This past week Amy and I slipped away for a few days to go camping in the Smoky Mountains. Leaves were in their full fall glory and everywhere we turned were reminders of autumnal beauty. We love the mountains even though we did not grow up in the mountains. Neither did our parents or their parents or their parents. We both hail from Middle Georgia environs surrounded by gentle, rolling hills where the closest thing to a mountain was the fire ant mounds. Yet each time we lose ourselves “up there in the hills” and huddle around a campfire we feel a certain reconnection with our past. Many of Amy’s best childhood memories are of family camping trips. My grandparents rarely left the dairy, but the two or so times I remember them traveling it was to head to the mountains. One time it included taking my brothers, sister and me to see those mountains for the first time.

Every time we are up in mountain territory – in a tent, on a trail, a hotel room, or just riding along the winding highway – we feel a reconnection, a belonging as if we have always been there.

Deep within every one of us is the need to belong. Young children take pride in belonging to their parents; adolescents carve out new identities and belong to their friends; emerging into adulthood there is the need to belong to independent ideas and convictions; and it is not uncommon that as we grow older in our adulthood we seek out our past recovering what and who we are and to whom we belong.

What a lovely place church can be as we seek to reconnect with our past as well as face the unknown future. Whether one is a church member going back many generations, or simply a pilgrim passing briefly through, we all are wanting and seeking the same thing: to belong.

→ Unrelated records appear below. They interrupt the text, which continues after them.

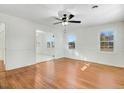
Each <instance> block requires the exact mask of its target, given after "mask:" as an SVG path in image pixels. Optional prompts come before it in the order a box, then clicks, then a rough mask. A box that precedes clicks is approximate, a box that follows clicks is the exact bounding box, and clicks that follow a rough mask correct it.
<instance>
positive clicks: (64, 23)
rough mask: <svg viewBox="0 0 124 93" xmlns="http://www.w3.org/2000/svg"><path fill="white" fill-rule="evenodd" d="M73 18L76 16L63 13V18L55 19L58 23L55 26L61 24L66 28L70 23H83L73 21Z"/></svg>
mask: <svg viewBox="0 0 124 93" xmlns="http://www.w3.org/2000/svg"><path fill="white" fill-rule="evenodd" d="M73 17H75V15H73V14H71V13H70V12H68V13H67V12H65V13H62V15H61V17H59V18H58V17H55V19H56V20H58V22H55V23H53V24H54V25H57V24H60V23H61V24H62V25H64V26H66V25H68V23H81V21H76V20H71V19H72V18H73Z"/></svg>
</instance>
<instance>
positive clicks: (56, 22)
mask: <svg viewBox="0 0 124 93" xmlns="http://www.w3.org/2000/svg"><path fill="white" fill-rule="evenodd" d="M59 23H62V22H56V23H53V24H54V25H57V24H59Z"/></svg>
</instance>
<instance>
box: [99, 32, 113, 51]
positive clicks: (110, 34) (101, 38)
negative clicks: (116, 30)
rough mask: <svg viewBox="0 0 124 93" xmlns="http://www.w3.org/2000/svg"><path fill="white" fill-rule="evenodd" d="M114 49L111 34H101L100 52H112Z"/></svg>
mask: <svg viewBox="0 0 124 93" xmlns="http://www.w3.org/2000/svg"><path fill="white" fill-rule="evenodd" d="M113 48H114V36H113V32H111V31H109V32H101V33H100V50H101V51H113Z"/></svg>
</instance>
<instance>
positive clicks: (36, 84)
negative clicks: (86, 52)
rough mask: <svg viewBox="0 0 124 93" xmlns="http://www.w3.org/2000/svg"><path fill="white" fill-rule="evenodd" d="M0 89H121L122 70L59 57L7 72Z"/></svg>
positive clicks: (122, 81)
mask: <svg viewBox="0 0 124 93" xmlns="http://www.w3.org/2000/svg"><path fill="white" fill-rule="evenodd" d="M3 82H4V84H3V85H1V84H0V85H1V86H0V87H1V88H54V89H57V88H61V89H62V88H69V89H72V88H78V89H79V88H124V68H117V67H112V66H106V65H101V64H95V63H90V62H85V61H80V60H73V59H68V58H61V59H57V60H54V61H49V62H42V63H39V64H35V65H31V66H27V67H23V68H19V69H15V70H10V71H6V73H3V75H1V76H0V83H3Z"/></svg>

Each time we gather we are cultivating a time of belonging in Christ. Like a drive in the mountains where an old homesickness is stirred up, we are at our best when we can sense a hunger to connect, belong. This happens when we worship. Hymns or praise music; sermons or testimonies; high liturgy or simply casual – worship can be a beautiful dance with one another and the Most High God.

Cultivating a time of belonging happens around the table too – and here I mean the supper table. Wednesday evenings are some of my favorite times of belonging. Walking among the tables and speaking – even if it is briefly – to children doing their homework while rushing through a meal; catching up with harried adults who are moving quickly between work and home; and seniors who come early to see their friends have become a highlight of my week. Belonging.

The biblical and liturgical image is the table that Christ has set inviting us to come, sit, and share. Belonging is God’s gift to us and our gift to one another. This is church. This is belonging.